The millennial caught in the middle
I read this as a millennial, which is a strange seat to read it from. We’re not the canaries here. The 22-to-25 bracket is the cohort behind us. But I don’t think anyone my age should feel safe by a few years’ margin.
The career paths a lot of us committed to are going obsolete faster than the timeline we signed up for. We’re old enough to have picked a direction and put a decade into it, and young enough to have another two or three decades of working life left, with no real option but to keep adapting the whole way. That’s just the shape of the thing. A skill set seems to go stale faster than it used to, and you don’t get to opt out of that by having a head start.
If there’s a useful line in the paper for anyone in this position, it’s the one where Brynjolfsson stops describing and starts advising. “Young workers who learn how to use AI effectively can be much more productive,” he said. “But if you are just doing things that AI can already do for you, you won’t have as much value-add.” That’s opinion sitting next to data, and it sounds right to me.
What this changes about thinking on a career
I want to be careful not to turn one study into a doctrine. Brynjolfsson himself reaches for the long view, noting that “Tech has always been destroying jobs and creating jobs. There has always been this turnover.” History is full of automation panics that didn’t end the way the panic predicted. Whether AI follows that script or breaks it is the open question, and the authors themselves caution that the patterns they observe may in part be influenced by factors other than generative AI.

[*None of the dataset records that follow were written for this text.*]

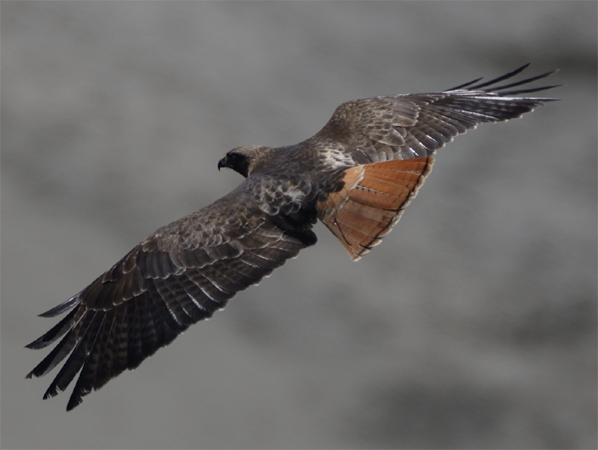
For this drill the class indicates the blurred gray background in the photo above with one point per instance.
(473, 326)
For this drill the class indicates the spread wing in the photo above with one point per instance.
(387, 144)
(416, 125)
(181, 274)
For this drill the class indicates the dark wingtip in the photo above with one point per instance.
(57, 310)
(490, 86)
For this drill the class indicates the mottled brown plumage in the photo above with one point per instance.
(356, 175)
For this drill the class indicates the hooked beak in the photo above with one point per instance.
(222, 163)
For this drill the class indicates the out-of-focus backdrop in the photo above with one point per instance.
(473, 326)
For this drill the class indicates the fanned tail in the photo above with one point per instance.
(371, 201)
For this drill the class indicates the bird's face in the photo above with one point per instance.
(236, 161)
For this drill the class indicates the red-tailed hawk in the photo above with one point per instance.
(356, 175)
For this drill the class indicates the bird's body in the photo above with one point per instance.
(356, 175)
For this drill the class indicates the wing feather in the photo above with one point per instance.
(181, 274)
(415, 125)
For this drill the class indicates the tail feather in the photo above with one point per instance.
(371, 201)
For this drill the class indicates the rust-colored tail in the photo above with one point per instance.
(371, 201)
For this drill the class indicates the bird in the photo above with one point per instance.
(356, 175)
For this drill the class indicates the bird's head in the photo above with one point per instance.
(243, 159)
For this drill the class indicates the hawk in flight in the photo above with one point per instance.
(356, 175)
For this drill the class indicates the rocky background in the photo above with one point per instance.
(473, 326)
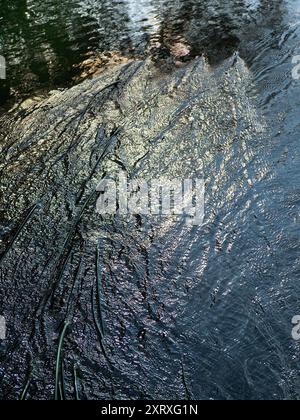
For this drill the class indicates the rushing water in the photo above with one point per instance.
(188, 312)
(43, 40)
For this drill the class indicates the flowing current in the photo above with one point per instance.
(138, 307)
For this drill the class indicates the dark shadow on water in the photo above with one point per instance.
(43, 41)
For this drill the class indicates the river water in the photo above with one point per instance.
(182, 312)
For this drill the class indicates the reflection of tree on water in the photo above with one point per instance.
(42, 40)
(214, 27)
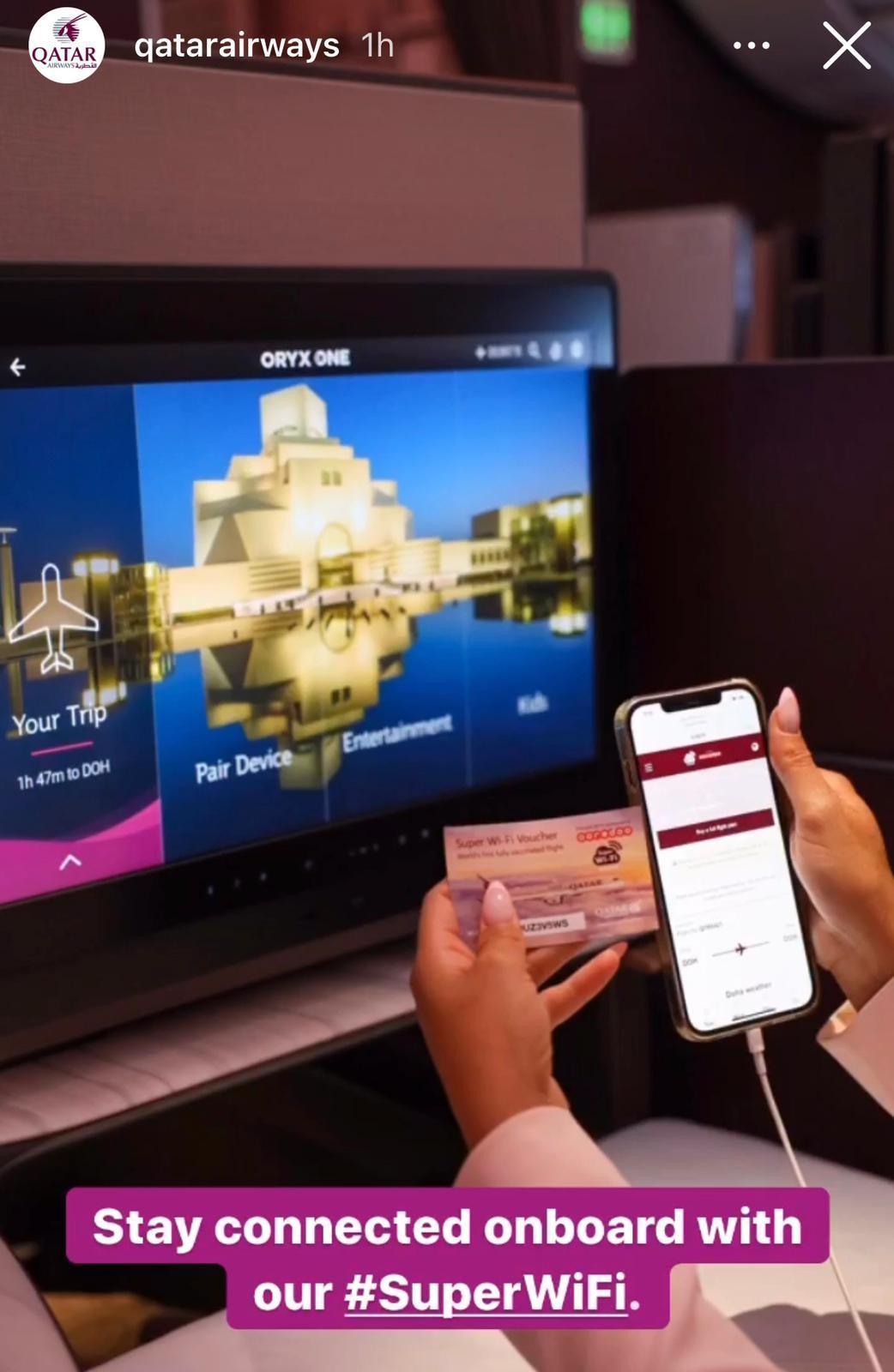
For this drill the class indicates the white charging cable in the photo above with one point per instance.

What I take from the data is smaller and more personal. A foothold early in a career is shakier than we assumed, and the order in which we thought things were safe may be backwards. The entry rung, the one you climb onto with a credential, is where the pressure is showing up first.
I have some lived sympathy for that wobble. Around 30, I left running an adult language school in Vietnam to take a VC internship, while friends my age were already qualified accountants comfortably on a track. The status drop was real, and it also worked out fine. Starting from a weaker rung isn’t the same as being finished, just slower and less comfortable than the version where the ladder stays put.
The honest answer is that we don’t yet know which story this is. One reading is that juniors are simply the first to feel a pressure that will work its way up the ladder as the models get better at tacit, on-the-job knowledge too. The other reading is that this is an adjustment, painful at the entry rung but localised there, and the rest of the workforce reorganises around it without the same shock. The payroll data is consistent with both. It’s going to take a few more years of numbers, and probably a few more papers like this one, before anyone can say which way the canary was pointing.